The Somerville Times Historical Fact of the Week – January 16

On January 16, 2019, in Latest News, by The Somerville Times

Eagle Feathers #170 – Spring Hill

By Bob (Monty) Doherty

Spring Hill encompasses some of the most attractive environs in the city with its beautiful Westwood and Benton Road section being uppermost. The Hill gleaned its name from a stream near Summer Street that ran between Lowell and Cedar Streets. Elm Street and Somerville Avenue, which were part of the Revolutionary War “Battle Row,” skirt its base.

Early on, its beautiful vista that overlooked the City of Cambridge and Harvard University couldn’t be ignored. The southwestern sunsets and its panorama prompted many Bostonians and Harvard affiliates to settle there. Today, it is said that more Harvard alumni live in Somerville than any other city except for Cambridge. After the Civil War, the graceful pastures and orchards that ornamented its slope were unfortunately no match for future development.

Through the years, many notables and localities have brought pride to Spring Hill.
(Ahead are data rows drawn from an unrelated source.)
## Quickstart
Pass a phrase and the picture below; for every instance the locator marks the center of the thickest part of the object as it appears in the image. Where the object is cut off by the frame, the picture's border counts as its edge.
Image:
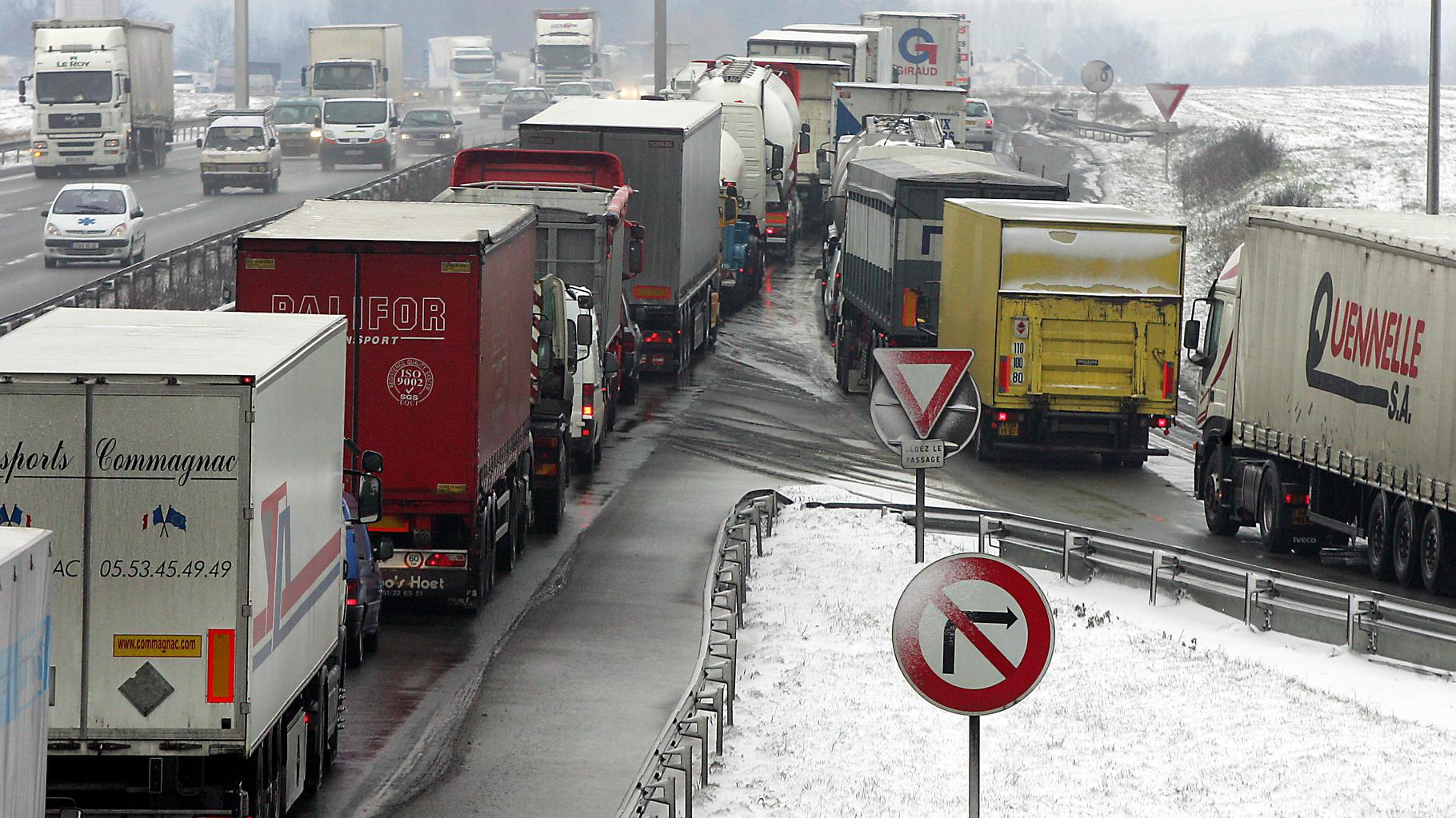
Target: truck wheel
(1406, 545)
(1436, 552)
(1274, 537)
(1214, 514)
(1378, 537)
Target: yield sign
(923, 381)
(973, 633)
(1168, 97)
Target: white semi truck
(191, 468)
(355, 62)
(461, 67)
(102, 95)
(566, 46)
(25, 644)
(1324, 392)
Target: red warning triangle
(923, 381)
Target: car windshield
(437, 118)
(296, 114)
(355, 113)
(358, 76)
(72, 86)
(90, 202)
(529, 95)
(234, 138)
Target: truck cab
(241, 150)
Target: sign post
(926, 408)
(973, 635)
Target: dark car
(428, 131)
(523, 104)
(364, 594)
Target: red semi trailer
(440, 306)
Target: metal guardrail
(664, 784)
(1367, 622)
(182, 131)
(202, 275)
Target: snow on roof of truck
(346, 220)
(1083, 213)
(822, 37)
(161, 342)
(648, 114)
(1415, 232)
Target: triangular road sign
(1168, 97)
(923, 381)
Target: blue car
(364, 587)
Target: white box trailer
(925, 46)
(1326, 392)
(25, 642)
(191, 466)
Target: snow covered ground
(1143, 712)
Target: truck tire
(1214, 516)
(1379, 526)
(1406, 545)
(1436, 552)
(1273, 536)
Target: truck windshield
(347, 76)
(472, 65)
(564, 56)
(355, 113)
(296, 114)
(72, 86)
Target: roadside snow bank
(1143, 712)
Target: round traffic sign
(973, 633)
(1097, 76)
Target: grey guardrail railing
(182, 131)
(695, 729)
(1367, 622)
(202, 275)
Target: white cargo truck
(191, 468)
(925, 46)
(355, 60)
(102, 95)
(25, 644)
(1324, 392)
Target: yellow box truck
(1074, 310)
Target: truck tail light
(445, 561)
(220, 660)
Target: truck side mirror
(370, 498)
(372, 461)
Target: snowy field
(1143, 712)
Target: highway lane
(177, 213)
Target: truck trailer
(191, 466)
(669, 152)
(25, 647)
(1322, 401)
(438, 299)
(355, 62)
(1074, 312)
(102, 95)
(891, 245)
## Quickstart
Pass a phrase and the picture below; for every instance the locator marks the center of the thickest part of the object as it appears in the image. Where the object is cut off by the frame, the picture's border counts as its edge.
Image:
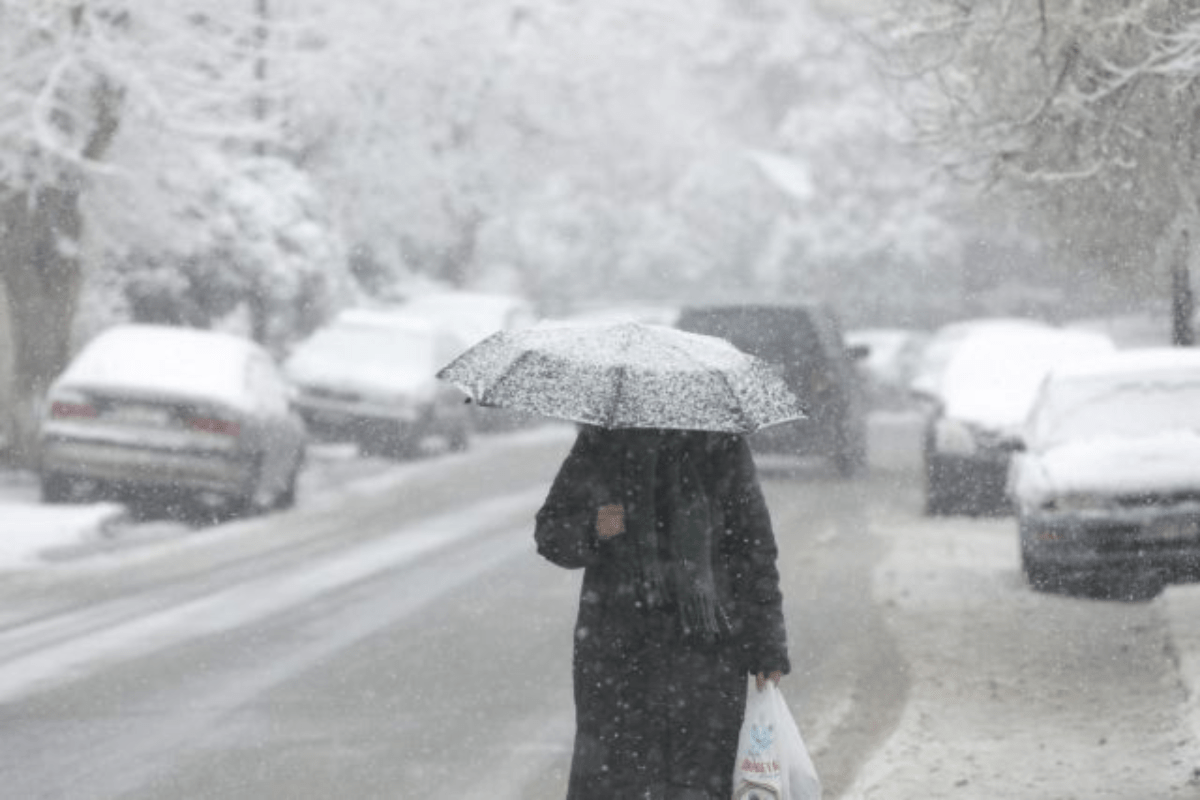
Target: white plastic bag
(773, 762)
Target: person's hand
(610, 521)
(761, 679)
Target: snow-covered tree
(1087, 107)
(114, 116)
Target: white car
(370, 377)
(978, 404)
(151, 409)
(1108, 481)
(471, 316)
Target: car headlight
(954, 438)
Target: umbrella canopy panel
(625, 376)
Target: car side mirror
(858, 352)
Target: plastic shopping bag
(773, 762)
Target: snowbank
(30, 530)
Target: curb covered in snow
(28, 530)
(1181, 605)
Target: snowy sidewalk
(1181, 603)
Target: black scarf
(669, 528)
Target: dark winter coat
(658, 711)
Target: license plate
(139, 415)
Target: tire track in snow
(66, 647)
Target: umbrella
(624, 376)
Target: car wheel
(57, 488)
(251, 501)
(287, 497)
(939, 501)
(850, 450)
(459, 439)
(1039, 576)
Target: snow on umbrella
(624, 376)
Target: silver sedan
(148, 408)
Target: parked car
(471, 316)
(978, 402)
(1108, 481)
(369, 378)
(891, 364)
(805, 342)
(149, 408)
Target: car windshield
(1085, 410)
(354, 349)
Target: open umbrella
(624, 376)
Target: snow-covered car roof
(940, 348)
(473, 316)
(1140, 362)
(159, 359)
(372, 348)
(993, 377)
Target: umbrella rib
(618, 391)
(742, 415)
(509, 371)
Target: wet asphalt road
(400, 638)
(399, 641)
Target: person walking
(679, 602)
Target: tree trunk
(1182, 300)
(42, 278)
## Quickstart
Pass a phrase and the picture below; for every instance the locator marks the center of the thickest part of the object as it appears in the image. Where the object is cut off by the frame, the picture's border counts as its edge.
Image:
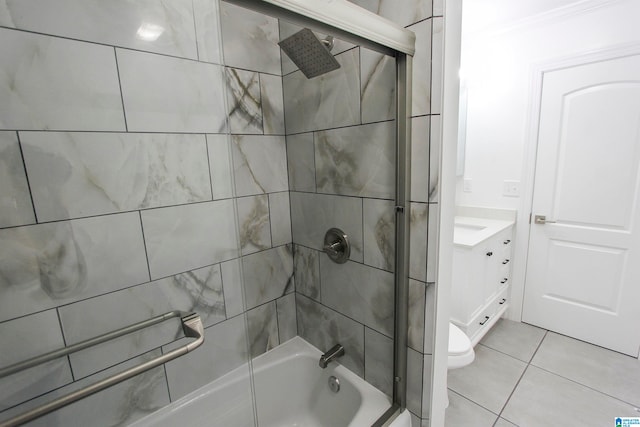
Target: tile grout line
(521, 376)
(26, 175)
(124, 112)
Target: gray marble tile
(118, 405)
(43, 334)
(244, 101)
(179, 238)
(328, 101)
(288, 29)
(220, 166)
(379, 233)
(15, 201)
(609, 372)
(324, 328)
(301, 162)
(224, 349)
(357, 161)
(437, 53)
(432, 242)
(434, 159)
(287, 319)
(253, 221)
(417, 296)
(417, 421)
(489, 380)
(363, 293)
(233, 287)
(429, 317)
(503, 423)
(272, 104)
(262, 327)
(420, 159)
(249, 39)
(427, 365)
(418, 241)
(411, 11)
(313, 214)
(378, 361)
(199, 291)
(80, 174)
(306, 267)
(461, 412)
(206, 14)
(267, 275)
(438, 7)
(543, 399)
(48, 265)
(260, 164)
(516, 339)
(150, 25)
(164, 94)
(421, 89)
(377, 86)
(45, 84)
(415, 374)
(280, 213)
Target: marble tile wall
(143, 169)
(340, 147)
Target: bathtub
(291, 390)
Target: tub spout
(335, 352)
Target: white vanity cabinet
(481, 273)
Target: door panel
(583, 269)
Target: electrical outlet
(511, 188)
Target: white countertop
(470, 231)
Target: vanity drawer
(502, 299)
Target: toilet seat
(460, 349)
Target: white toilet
(460, 349)
(461, 352)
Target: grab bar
(191, 326)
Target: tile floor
(529, 377)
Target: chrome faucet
(335, 352)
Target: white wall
(497, 63)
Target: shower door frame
(299, 12)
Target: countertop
(470, 231)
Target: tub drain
(334, 384)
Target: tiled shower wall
(124, 196)
(341, 159)
(134, 179)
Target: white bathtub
(291, 390)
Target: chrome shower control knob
(334, 384)
(336, 245)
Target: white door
(583, 269)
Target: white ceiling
(481, 15)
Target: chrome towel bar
(191, 326)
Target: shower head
(312, 55)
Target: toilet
(461, 352)
(460, 349)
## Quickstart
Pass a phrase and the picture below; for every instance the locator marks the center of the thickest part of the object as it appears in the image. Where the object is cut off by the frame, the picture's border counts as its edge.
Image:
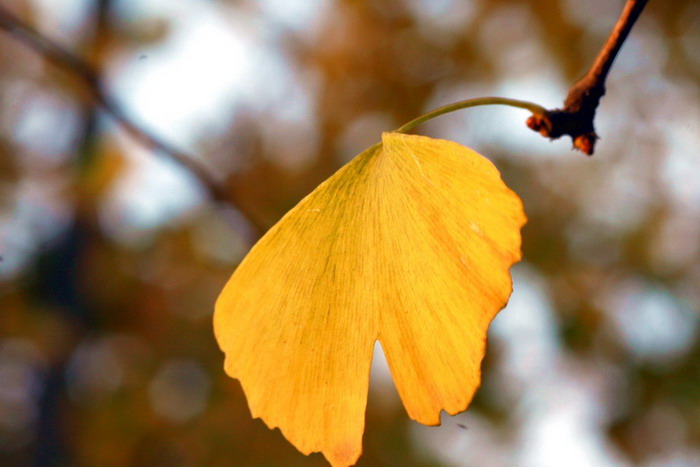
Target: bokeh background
(111, 256)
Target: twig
(63, 58)
(576, 118)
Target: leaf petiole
(478, 101)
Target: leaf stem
(478, 101)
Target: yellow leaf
(409, 243)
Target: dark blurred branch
(63, 58)
(576, 118)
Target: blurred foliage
(106, 349)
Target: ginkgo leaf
(410, 244)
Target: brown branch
(63, 58)
(576, 118)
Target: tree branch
(63, 58)
(576, 118)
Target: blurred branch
(576, 118)
(63, 58)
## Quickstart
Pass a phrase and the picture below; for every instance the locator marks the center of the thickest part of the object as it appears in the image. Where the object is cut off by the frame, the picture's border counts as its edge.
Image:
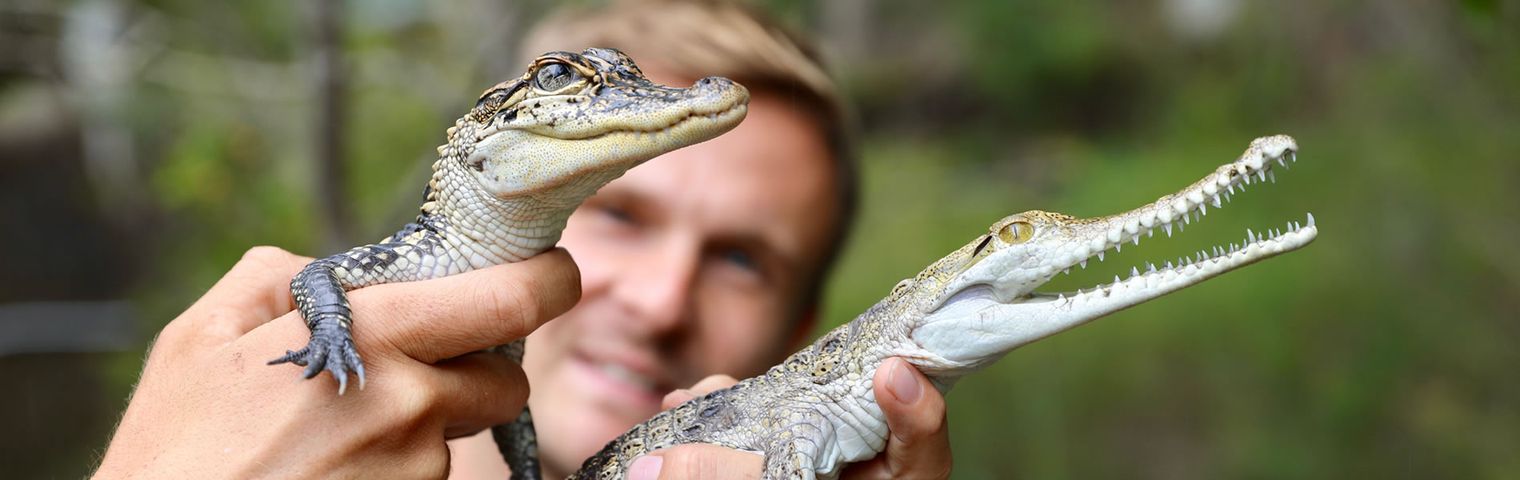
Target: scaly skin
(513, 170)
(815, 412)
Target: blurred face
(692, 265)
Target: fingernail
(903, 385)
(645, 468)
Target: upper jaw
(1093, 237)
(1064, 245)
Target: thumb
(918, 445)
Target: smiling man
(707, 260)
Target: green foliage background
(1383, 350)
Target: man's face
(692, 265)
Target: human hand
(207, 404)
(917, 445)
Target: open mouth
(1178, 210)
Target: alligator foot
(332, 348)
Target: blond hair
(698, 38)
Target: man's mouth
(622, 383)
(627, 375)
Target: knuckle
(511, 309)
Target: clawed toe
(333, 353)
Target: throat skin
(817, 412)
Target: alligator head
(582, 119)
(979, 301)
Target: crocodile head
(979, 301)
(582, 119)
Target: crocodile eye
(979, 246)
(1016, 233)
(554, 76)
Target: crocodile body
(815, 412)
(505, 184)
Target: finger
(478, 391)
(253, 292)
(450, 316)
(696, 461)
(701, 388)
(918, 445)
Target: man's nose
(658, 287)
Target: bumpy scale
(513, 170)
(815, 412)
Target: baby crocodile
(815, 412)
(503, 186)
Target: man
(706, 260)
(698, 263)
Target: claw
(330, 351)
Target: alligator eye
(1016, 233)
(979, 246)
(554, 76)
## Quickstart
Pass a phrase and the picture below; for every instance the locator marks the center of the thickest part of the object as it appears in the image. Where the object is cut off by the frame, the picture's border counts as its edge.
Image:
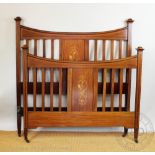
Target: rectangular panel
(82, 89)
(72, 49)
(48, 119)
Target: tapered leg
(125, 132)
(136, 134)
(25, 135)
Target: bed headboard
(75, 46)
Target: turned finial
(140, 49)
(18, 19)
(130, 20)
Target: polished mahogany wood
(77, 79)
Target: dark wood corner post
(18, 75)
(25, 88)
(138, 92)
(128, 71)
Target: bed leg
(136, 135)
(25, 135)
(19, 125)
(19, 115)
(125, 132)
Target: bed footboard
(86, 81)
(82, 92)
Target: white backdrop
(74, 17)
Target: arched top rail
(39, 62)
(31, 33)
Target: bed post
(18, 74)
(138, 92)
(128, 71)
(25, 82)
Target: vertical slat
(60, 75)
(43, 89)
(25, 85)
(138, 92)
(69, 90)
(60, 88)
(112, 90)
(87, 50)
(103, 49)
(112, 76)
(95, 51)
(120, 49)
(18, 73)
(104, 89)
(128, 71)
(95, 93)
(43, 80)
(104, 75)
(95, 79)
(120, 77)
(52, 49)
(27, 44)
(34, 77)
(120, 88)
(34, 89)
(51, 76)
(60, 50)
(44, 53)
(51, 89)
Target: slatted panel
(112, 76)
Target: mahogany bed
(77, 79)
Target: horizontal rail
(64, 89)
(31, 33)
(47, 119)
(39, 62)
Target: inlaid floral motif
(83, 88)
(73, 55)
  • Charles H. Taylor entered the Civil War at 16 years old, was wounded at 17 and left the army to become a newspaper reporter and eventually own the Boston Globe. He was a private secretary to two Massachusetts governors, was a Somerville Alderman, and was a Somerville Representative to the General Court. He and his son, John, owned and named the Boston Red Sox and built Fenway Park.
  • At the end of World War II, Belmont Street resident Admiral Ralph W. Christie was Commander of Naval Forces in the Philippines. He was awarded the Silver Star by General Douglas MacArthur and was the oldest-ranking naval officer to participate in submarine combat missions.
  • Mary Sawyer Tyler was the object of the poem Mary Had a Little Lamb. She lived in Somerville throughout her adult life and worked at McLean Hospital, volunteered as an aide during the Civil War, and helped save Boston’s historic Old South Church from demolition. My personal rendition of the poem is “Mary Had a Little Lamb, she came from Somerville, and everywhere that Mary went, she had to climb a hill!”
  • The first European who lived in Somerville was Thomas Walford. He and his family originally lived in a stockade house at the base of Spring Hill.
  • In 1861, William F. Schrafft started his famous candy factory in Sullivan Square near the H.P. Hood Milk plant. Members of both the Schrafft and the Hood families resided in Spring Hill.
  • St. Catherine of Genoa Catholic Church sits 137’ above sea level on the summit of Spring Hill enjoying its most panoramic view. It is said to be one of the most architecturally beautiful churches in the country. The famous radio and television entertainer Arthur Godfrey and his bride were married there.
  • Enoch Robinson, a locksmith and inventor, built the Round House at 36 Atherton Street in 1856. It has been one of Somerville’s most interesting curiosities for over 163 years. Robinson also donated the land for Somerville’s oldest cemetery, the Milk Row Cemetery.
  • The Somerville Museum and the Somerville Historical Society at One Westwood Road represent Somerville’s history, past and present, inside and out. Inside has the famous Charles Bulfinch Staircase and outside has the granite stairway and entry pillars that were relocated from Somerville’s first church, the First Unitarian Church located on Central Hill.

Throughout the years, Somerville has been called the City of Seven Hills. It actually has fourteen, with at least twenty-eight different names, with Spring Hill being her most picturesque.